Subcompact SUVs make sense for many customers. Their small size means they're easy to park, while their taller height makes access simpler and creates a commanding view of the road. Along with decent fuel economy, the luxury models offer advanced tech innovations and that all-important brand cachet. The 2019 Lexus UX, which debuted today at the 2018 Geneva Auto Show, aims to deliver on all of these traits.
The design quickly separates the UX from the subcompact norm. There are exaggerated fender flares, a complex and enormous grille, and full-width taillights that accentuate the vehicle's width. Underpinning that design is a chassis and body shared with other Toyota and Lexus models such as the Prius and C-HR. An advantage of this particular structure, according to Lexus, is a center of gravity that's lower than any competitor's, which generally returns agile handling. More importantly, while the UX is about the same size as most subcompact luxury SUVs, Lexus says its 34-foot turning circle is the tightest of them all, which helps when you're navigating a snug parking lot.
The interior shows a wide entertainment display and digital gauge cluster that evokes the look of the top-of-the-line LC. Lexus has employed a few neat ideas to make the interior a more comfortable space. The design of the dash aims to give an impression of greater forward visibility, while the stereo volume and tuning controls sit ahead of the center armrest because that's where your hand is more likely to rest. Each air vent has one controller for direction and intensity adjustments, which allows for larger vents.
The Lexus UX will be available in two variants. The UX 200 has a 168-horsepower 2.0-liter inline four-cylinder that's connected to a continuously variable automatic transmission (CVT), while the hybrid UX 250h adds an electric motor and battery to that formula, netting 176 hp. The 250h also offers electrically assisted all-wheel drive, with an additional electric motor powering the rear wheels for more traction under 43 mph. It's mainly to help you get moving in slippery stuff like snow.

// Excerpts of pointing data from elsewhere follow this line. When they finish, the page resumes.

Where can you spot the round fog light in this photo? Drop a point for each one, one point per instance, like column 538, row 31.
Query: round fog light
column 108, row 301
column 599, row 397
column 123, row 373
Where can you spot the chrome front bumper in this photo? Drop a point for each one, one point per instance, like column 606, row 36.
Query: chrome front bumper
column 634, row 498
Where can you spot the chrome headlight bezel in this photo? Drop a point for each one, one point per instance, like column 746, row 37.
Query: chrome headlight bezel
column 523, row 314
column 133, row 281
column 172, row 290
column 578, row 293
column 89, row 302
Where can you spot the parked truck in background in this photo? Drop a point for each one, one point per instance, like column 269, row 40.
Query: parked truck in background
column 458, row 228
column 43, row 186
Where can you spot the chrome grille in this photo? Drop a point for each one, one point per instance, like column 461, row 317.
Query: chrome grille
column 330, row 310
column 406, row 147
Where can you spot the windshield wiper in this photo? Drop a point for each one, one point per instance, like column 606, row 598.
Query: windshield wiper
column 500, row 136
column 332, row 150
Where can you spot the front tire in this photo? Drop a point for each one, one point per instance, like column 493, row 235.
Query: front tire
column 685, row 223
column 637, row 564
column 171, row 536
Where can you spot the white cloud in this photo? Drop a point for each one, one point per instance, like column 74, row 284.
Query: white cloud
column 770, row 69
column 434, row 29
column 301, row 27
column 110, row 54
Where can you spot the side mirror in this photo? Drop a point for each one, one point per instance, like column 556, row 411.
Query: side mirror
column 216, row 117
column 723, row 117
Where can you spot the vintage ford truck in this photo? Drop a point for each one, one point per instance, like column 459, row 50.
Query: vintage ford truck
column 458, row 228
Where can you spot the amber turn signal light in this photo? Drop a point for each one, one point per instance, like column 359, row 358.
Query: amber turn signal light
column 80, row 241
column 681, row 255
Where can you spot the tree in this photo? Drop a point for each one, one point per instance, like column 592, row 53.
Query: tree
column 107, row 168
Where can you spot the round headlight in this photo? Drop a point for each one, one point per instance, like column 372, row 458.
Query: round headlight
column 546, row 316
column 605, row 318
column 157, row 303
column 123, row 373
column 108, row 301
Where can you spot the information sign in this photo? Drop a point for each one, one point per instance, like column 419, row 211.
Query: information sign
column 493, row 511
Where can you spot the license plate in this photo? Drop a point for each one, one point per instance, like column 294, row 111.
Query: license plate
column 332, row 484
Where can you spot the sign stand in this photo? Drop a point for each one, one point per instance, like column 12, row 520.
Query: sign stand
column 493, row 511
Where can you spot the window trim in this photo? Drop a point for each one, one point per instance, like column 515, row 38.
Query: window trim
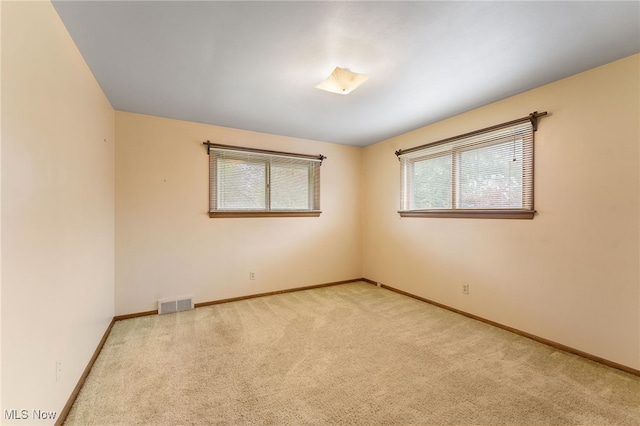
column 270, row 157
column 484, row 213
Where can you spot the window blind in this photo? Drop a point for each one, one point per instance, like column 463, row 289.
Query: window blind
column 243, row 180
column 487, row 171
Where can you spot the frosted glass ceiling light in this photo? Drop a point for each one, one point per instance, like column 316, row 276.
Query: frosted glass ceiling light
column 342, row 81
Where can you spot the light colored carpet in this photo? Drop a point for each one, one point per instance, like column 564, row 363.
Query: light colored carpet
column 351, row 354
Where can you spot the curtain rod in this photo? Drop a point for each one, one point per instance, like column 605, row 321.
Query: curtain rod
column 262, row 151
column 533, row 118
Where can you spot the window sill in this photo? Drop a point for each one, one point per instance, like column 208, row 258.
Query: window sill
column 471, row 214
column 248, row 213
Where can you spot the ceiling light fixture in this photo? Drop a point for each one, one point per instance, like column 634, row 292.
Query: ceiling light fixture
column 342, row 81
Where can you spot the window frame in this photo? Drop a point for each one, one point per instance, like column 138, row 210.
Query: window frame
column 453, row 147
column 268, row 158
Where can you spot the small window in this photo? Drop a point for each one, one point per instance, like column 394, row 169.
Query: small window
column 488, row 173
column 245, row 182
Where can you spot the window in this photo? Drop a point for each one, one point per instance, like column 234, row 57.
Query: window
column 487, row 173
column 246, row 182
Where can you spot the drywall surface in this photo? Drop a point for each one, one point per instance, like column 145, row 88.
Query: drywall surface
column 570, row 275
column 57, row 213
column 168, row 247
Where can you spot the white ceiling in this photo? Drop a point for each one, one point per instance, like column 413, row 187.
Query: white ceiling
column 255, row 65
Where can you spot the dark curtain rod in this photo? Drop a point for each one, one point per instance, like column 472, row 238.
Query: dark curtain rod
column 533, row 118
column 262, row 151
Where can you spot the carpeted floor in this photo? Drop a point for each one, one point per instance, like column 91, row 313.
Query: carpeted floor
column 352, row 354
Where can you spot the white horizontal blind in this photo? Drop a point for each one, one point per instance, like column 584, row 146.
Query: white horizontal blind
column 486, row 171
column 255, row 181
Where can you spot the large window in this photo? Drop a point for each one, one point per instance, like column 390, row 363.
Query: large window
column 249, row 182
column 488, row 173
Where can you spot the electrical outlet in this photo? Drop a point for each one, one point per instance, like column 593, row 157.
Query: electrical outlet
column 58, row 370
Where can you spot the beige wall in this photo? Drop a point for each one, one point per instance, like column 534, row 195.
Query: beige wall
column 57, row 210
column 570, row 275
column 167, row 246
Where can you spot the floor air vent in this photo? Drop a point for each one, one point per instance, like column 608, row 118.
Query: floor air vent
column 170, row 306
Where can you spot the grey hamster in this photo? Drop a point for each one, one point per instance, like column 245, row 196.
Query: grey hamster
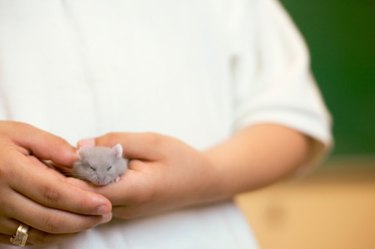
column 100, row 165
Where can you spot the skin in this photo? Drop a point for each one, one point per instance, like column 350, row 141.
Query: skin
column 33, row 194
column 165, row 173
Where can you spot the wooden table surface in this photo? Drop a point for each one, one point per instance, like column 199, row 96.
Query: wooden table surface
column 332, row 208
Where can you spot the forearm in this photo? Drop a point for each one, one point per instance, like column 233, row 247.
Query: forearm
column 257, row 156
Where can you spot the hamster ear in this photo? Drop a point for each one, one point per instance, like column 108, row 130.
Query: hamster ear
column 117, row 149
column 79, row 152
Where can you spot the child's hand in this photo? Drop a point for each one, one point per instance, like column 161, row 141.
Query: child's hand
column 37, row 196
column 163, row 174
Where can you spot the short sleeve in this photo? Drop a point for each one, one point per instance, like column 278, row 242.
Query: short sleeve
column 273, row 82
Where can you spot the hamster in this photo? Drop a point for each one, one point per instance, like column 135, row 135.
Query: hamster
column 100, row 165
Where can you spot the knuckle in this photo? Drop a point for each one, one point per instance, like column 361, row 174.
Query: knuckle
column 51, row 194
column 153, row 139
column 41, row 238
column 52, row 223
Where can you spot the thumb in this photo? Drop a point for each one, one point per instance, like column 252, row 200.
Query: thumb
column 44, row 145
column 143, row 146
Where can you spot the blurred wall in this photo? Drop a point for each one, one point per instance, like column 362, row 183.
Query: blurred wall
column 341, row 38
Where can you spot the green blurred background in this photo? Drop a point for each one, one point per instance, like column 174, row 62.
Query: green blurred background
column 341, row 38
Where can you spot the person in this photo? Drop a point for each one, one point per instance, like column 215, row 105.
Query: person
column 208, row 99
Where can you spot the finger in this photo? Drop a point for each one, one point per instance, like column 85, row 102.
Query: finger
column 49, row 188
column 50, row 220
column 133, row 188
column 44, row 145
column 144, row 146
column 35, row 237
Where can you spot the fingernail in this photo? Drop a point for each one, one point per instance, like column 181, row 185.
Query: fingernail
column 106, row 218
column 103, row 209
column 87, row 142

Speaking of getting moving, Lexus sought to address the nonlinear acceleration that plagues most CVTs, whose seamless shifting can feel strange. The CVT in the UX essentially has a first gear that changes into the variable gearset, so accelerating from a stop should be smoother. Lexus also says that the CVT part is more efficient now because its components don't have to deal with low speeds.
Most interesting yet is the UX 250h's ability to predict your driving and adjust to improve efficiency. For example: Once the UX 250h recognizes you're approaching an intersection on your commute where you normally stop, it increases the amount of regenerative braking so you can recover more energy as you slow down. When you're using the navigation system, the UX 250h looks 6 miles ahead to adjust the battery's state of charge to account for traffic and hills. But if you're worried about Big Brother, Lexus says you can turn this monitoring off.
The UX examples pictured here wear the F-Sport package, which is available for both the UX 200 and the 250h models. Along with more aggressive exterior bodywork and interior treatment, this package also adds sportier suspension that can be further augmented with Lexus' adaptive variable suspension, which adjusts in conjunction with the anti-roll bars to reduce roll in corners and improve comfort on straightaways. To emphasize the "sport" part of the name, a feature called Active Sound Control fakes the sound of upshifts and downshifts, which CVTs don't make.
Pricing will be announced later this year, but we suspect it won't stray far from the low $30,000 asked by most of its competitors. (For reference, the larger Lexus NX starts at close to $37,000.) With rivals including the Audi Q3, the BMW X1, the Mercedes-Benz GLA-Class, and the Infiniti QX30, the Lexus UX's striking design should help it stand out when it goes on sale in December 2018.